Maintainer: admin
Review for quiz #2, to be held during class on Tuesday, October 16. Sections covered: up until the end of chapter 10 (approximately), omitting chapter 5.
Under construction
1Chapter 3: Processes¶
Starting from slide 3.37
- inter-process communication
- mailbox sharing solutions
- link: only two processes?
- only one process can execute receive operation at a time?
- round-robin scheme - sender throws it out randomly, some receiver gets it, sender gets notified as to who
- message passing: blocking or not, on part of sender or receiver
- queue of messages attached to link
- zero capacity: sender waits for receiver (rendez-vous)
- bounded (finite) capacity: sender waits if queue full
- unbounded (infinite) capacity: sender never waits, is this even possible?
- Examples
- POSIX shared memory
- process creates shared memory segment, returns an ID
- processes wanting access to that segment must attach to it by ID (call returns pointer)
- can write to that memory segment (using the pointer)
- can detach it from its address space when done
- Mach:
- message-based (everything! even system calls)
- all tasks are created with 2 mailboxes (which are created with
port_allocate()
: kernel, and notify - three system calls:
msg_send
,msg_receive
,msg_rpc
(remote procedure call, to execute something elsewhere)
- Windows XP:
- message-based using "local procedure call" (can only be used by local processes)

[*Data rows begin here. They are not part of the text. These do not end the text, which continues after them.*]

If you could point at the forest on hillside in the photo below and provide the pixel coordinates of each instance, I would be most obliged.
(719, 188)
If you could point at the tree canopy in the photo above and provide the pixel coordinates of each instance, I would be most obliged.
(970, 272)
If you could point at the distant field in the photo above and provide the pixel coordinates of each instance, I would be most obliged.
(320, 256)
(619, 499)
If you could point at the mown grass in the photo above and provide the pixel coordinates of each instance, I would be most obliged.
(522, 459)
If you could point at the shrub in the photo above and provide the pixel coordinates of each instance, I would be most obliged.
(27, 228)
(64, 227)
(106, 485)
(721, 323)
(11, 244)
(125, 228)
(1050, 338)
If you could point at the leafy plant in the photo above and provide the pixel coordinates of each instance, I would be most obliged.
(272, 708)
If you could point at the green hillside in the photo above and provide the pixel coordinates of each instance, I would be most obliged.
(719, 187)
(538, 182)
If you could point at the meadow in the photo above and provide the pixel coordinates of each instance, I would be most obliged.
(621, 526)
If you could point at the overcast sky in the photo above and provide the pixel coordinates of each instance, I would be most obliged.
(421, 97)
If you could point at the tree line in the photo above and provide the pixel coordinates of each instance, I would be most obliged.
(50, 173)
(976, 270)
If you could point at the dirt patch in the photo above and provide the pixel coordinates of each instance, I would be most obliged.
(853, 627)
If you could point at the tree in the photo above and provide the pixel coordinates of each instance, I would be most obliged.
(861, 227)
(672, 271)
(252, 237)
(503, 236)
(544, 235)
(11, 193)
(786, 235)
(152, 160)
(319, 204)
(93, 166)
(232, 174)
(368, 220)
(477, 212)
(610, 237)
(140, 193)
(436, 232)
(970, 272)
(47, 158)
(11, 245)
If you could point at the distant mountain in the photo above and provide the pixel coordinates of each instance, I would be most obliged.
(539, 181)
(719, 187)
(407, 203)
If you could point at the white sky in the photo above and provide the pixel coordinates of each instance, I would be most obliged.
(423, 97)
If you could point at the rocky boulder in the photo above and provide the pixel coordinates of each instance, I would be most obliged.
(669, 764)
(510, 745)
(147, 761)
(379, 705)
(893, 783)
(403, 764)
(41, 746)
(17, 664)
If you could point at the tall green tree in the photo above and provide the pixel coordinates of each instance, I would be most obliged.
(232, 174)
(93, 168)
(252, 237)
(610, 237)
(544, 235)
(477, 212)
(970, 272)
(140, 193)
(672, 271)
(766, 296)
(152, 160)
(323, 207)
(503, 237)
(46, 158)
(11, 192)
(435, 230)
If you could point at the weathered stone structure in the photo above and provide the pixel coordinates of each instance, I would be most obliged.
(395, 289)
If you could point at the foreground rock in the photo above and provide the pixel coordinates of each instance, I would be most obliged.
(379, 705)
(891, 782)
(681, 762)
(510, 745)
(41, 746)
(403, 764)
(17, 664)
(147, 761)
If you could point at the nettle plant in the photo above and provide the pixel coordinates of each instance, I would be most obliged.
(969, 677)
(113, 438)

- communication channels established using ports (sort of like mailboxes)
- client opens handle to subsystem's connection port, sends a connect request
- server creates two private communication ports, sends one to client, keeps the other one
- corresponding ports are used by server and client to send/receive messages
- INSERT DIAGRAM LATER
- POSIX shared memory
- mailbox sharing solutions
- client-server communication
- sockets (endpoints for communication)
- IP address + port
- different services listen on different ports, e.g. ssh on 22, typical web servers on 80, etc
- remote-procedure calls
- allows clients to invoke a procedure on a remote host as if it were local
- client-side stub locates server, marshalls parameters, sends them over (underlying details abstracted)

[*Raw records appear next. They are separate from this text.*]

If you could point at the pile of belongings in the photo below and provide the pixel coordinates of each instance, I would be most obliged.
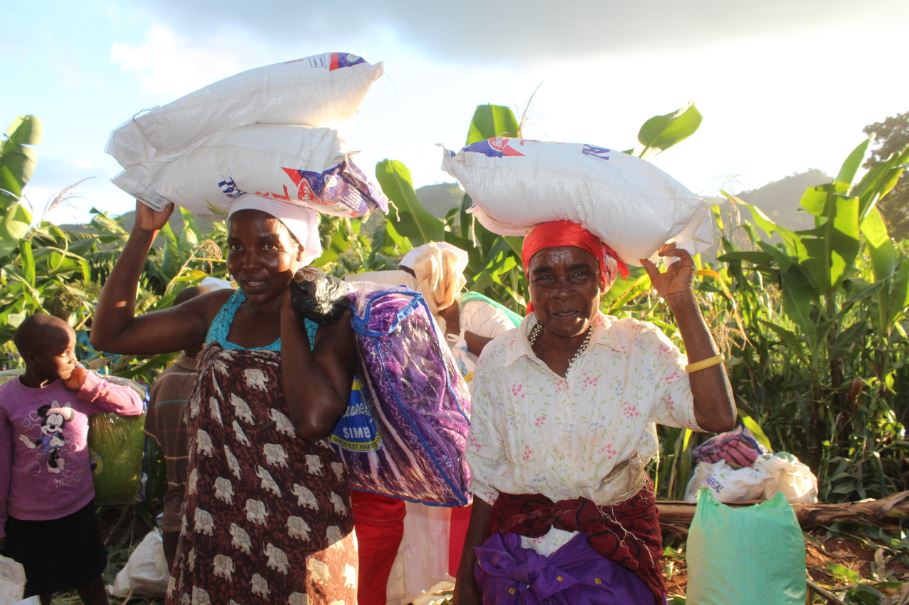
(408, 415)
(735, 467)
(269, 131)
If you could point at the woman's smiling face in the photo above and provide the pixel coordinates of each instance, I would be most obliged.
(263, 256)
(564, 289)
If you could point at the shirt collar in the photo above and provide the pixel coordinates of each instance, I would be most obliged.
(602, 336)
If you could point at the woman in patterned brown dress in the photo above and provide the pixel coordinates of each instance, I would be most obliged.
(267, 512)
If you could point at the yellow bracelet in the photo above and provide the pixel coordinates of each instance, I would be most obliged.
(704, 363)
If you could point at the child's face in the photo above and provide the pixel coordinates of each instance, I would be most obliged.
(55, 356)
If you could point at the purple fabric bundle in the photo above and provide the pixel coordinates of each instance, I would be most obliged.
(737, 447)
(418, 403)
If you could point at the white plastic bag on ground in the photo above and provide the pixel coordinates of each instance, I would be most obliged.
(12, 581)
(422, 559)
(788, 475)
(727, 484)
(321, 90)
(292, 163)
(629, 203)
(146, 572)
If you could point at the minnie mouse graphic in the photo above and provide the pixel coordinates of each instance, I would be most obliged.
(51, 440)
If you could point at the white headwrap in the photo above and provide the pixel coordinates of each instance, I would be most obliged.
(439, 270)
(302, 222)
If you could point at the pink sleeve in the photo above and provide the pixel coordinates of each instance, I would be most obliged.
(110, 397)
(6, 466)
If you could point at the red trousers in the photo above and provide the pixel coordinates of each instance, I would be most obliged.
(379, 522)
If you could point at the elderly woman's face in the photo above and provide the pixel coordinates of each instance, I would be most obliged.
(565, 289)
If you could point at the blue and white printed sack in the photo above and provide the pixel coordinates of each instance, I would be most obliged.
(627, 202)
(321, 90)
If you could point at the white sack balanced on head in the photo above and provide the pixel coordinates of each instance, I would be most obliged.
(627, 202)
(264, 132)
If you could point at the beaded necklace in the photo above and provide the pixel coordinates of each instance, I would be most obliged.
(537, 331)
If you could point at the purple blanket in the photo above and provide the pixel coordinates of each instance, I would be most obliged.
(406, 426)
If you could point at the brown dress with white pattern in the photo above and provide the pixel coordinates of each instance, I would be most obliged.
(266, 518)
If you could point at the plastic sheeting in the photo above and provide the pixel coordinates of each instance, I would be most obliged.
(405, 429)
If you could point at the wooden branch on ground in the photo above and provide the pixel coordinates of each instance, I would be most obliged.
(869, 512)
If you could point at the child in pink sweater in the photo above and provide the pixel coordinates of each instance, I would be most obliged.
(47, 518)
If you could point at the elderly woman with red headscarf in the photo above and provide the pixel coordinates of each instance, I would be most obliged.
(563, 425)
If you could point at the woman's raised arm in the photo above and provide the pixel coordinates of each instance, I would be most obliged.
(714, 404)
(115, 327)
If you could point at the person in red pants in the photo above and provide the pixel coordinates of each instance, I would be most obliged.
(379, 522)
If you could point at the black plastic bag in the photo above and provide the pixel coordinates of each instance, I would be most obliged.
(317, 296)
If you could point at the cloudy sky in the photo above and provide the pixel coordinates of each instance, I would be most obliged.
(784, 85)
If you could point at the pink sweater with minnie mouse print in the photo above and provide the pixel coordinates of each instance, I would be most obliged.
(45, 471)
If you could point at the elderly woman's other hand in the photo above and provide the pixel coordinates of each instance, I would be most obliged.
(678, 277)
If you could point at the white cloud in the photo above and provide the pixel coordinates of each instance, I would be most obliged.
(522, 31)
(170, 65)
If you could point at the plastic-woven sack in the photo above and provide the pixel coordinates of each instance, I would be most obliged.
(745, 556)
(116, 446)
(12, 581)
(287, 162)
(405, 429)
(629, 203)
(321, 90)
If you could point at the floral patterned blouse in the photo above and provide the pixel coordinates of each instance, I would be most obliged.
(589, 434)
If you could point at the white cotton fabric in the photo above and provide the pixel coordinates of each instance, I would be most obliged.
(439, 271)
(302, 223)
(587, 435)
(590, 434)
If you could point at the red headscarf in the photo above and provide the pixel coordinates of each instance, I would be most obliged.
(568, 233)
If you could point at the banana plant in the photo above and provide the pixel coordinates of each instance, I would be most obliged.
(18, 158)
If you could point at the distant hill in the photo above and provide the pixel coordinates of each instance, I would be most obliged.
(780, 199)
(440, 198)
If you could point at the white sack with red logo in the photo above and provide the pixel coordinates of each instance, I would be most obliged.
(287, 162)
(629, 203)
(321, 90)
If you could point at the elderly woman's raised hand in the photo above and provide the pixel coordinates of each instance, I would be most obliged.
(678, 277)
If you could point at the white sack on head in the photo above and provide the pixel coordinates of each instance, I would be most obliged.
(439, 270)
(302, 165)
(630, 204)
(302, 223)
(321, 90)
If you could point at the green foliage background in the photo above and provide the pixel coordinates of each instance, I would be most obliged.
(812, 322)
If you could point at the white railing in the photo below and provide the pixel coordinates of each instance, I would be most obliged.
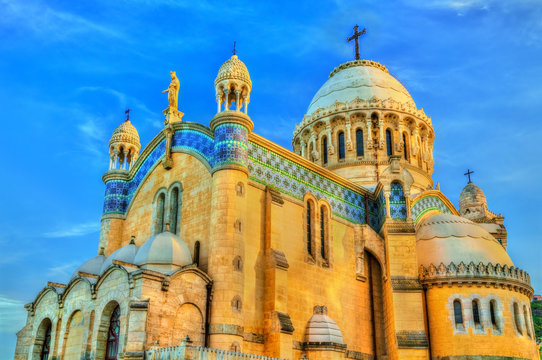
(189, 352)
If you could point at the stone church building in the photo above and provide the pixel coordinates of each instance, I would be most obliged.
(216, 243)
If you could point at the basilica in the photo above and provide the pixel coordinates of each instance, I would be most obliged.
(216, 243)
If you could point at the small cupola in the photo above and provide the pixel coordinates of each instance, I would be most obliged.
(124, 146)
(233, 85)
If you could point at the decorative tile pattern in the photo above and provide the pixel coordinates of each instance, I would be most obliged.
(231, 143)
(119, 193)
(269, 168)
(195, 141)
(231, 146)
(397, 202)
(426, 204)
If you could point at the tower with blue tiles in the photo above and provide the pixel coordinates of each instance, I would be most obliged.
(231, 127)
(217, 243)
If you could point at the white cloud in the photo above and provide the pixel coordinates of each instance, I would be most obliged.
(12, 314)
(74, 230)
(63, 271)
(49, 23)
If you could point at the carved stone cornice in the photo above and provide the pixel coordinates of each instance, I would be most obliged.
(482, 274)
(356, 105)
(400, 226)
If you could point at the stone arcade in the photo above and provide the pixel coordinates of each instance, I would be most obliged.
(216, 243)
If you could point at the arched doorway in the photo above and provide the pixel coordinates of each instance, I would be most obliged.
(73, 345)
(108, 339)
(42, 342)
(376, 299)
(113, 335)
(189, 321)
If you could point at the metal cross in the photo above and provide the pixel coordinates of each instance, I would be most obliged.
(468, 174)
(355, 37)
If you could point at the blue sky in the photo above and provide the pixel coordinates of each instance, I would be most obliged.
(69, 69)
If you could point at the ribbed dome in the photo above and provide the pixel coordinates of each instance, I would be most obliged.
(446, 238)
(361, 79)
(91, 266)
(322, 329)
(126, 133)
(233, 68)
(125, 254)
(165, 251)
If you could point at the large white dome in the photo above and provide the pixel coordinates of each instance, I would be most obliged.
(446, 238)
(163, 252)
(361, 79)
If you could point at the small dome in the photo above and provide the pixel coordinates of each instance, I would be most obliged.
(322, 329)
(165, 251)
(233, 69)
(361, 79)
(472, 202)
(125, 133)
(91, 266)
(446, 238)
(125, 254)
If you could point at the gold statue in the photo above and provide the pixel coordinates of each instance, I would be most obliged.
(173, 91)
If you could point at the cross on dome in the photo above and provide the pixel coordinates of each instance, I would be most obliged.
(468, 174)
(355, 37)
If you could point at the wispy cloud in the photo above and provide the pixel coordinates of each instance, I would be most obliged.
(74, 230)
(63, 271)
(12, 314)
(49, 23)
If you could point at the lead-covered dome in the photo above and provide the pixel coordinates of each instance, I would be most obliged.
(125, 133)
(363, 79)
(125, 254)
(446, 238)
(322, 329)
(91, 266)
(165, 252)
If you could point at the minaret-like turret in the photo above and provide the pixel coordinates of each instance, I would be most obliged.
(124, 146)
(231, 128)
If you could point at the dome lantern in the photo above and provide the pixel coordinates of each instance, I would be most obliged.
(233, 85)
(124, 145)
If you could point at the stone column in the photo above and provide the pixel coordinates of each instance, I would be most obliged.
(237, 105)
(348, 135)
(226, 102)
(369, 133)
(330, 147)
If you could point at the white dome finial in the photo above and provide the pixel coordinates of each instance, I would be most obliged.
(124, 145)
(233, 85)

- server-side stub receives messages, unmarshalls parameters, performs procedure
- INSERT DIAGRAM LATER (or describe it at least)
- remote method invocation (java only)
- java program on one machine can call a method on a remote java object
- basically the same as RMI except there are objects involved
- THERE IS A DIAGRAM HERE. it doesn't really say much though. look it over anyway
- sockets (endpoints for communication)
2Chapter 4: Threads¶
- Thread: unit of CPU utilisation, forms basis of multithreaded computers
- things unique to each thread: thread ID, program counter, register set, stack
- things threads from the same process share: code, data (statically-created variables), OS resources (open files, signals)
- single-threaded process: code + data + files, then registers + stack
- multi-threaded: code + data + files, then each thread gets its own registers and stack
- Benefits of threading
- Greater responsiveness (if one thread is blocked or busy, can keep going - e.g., webservers)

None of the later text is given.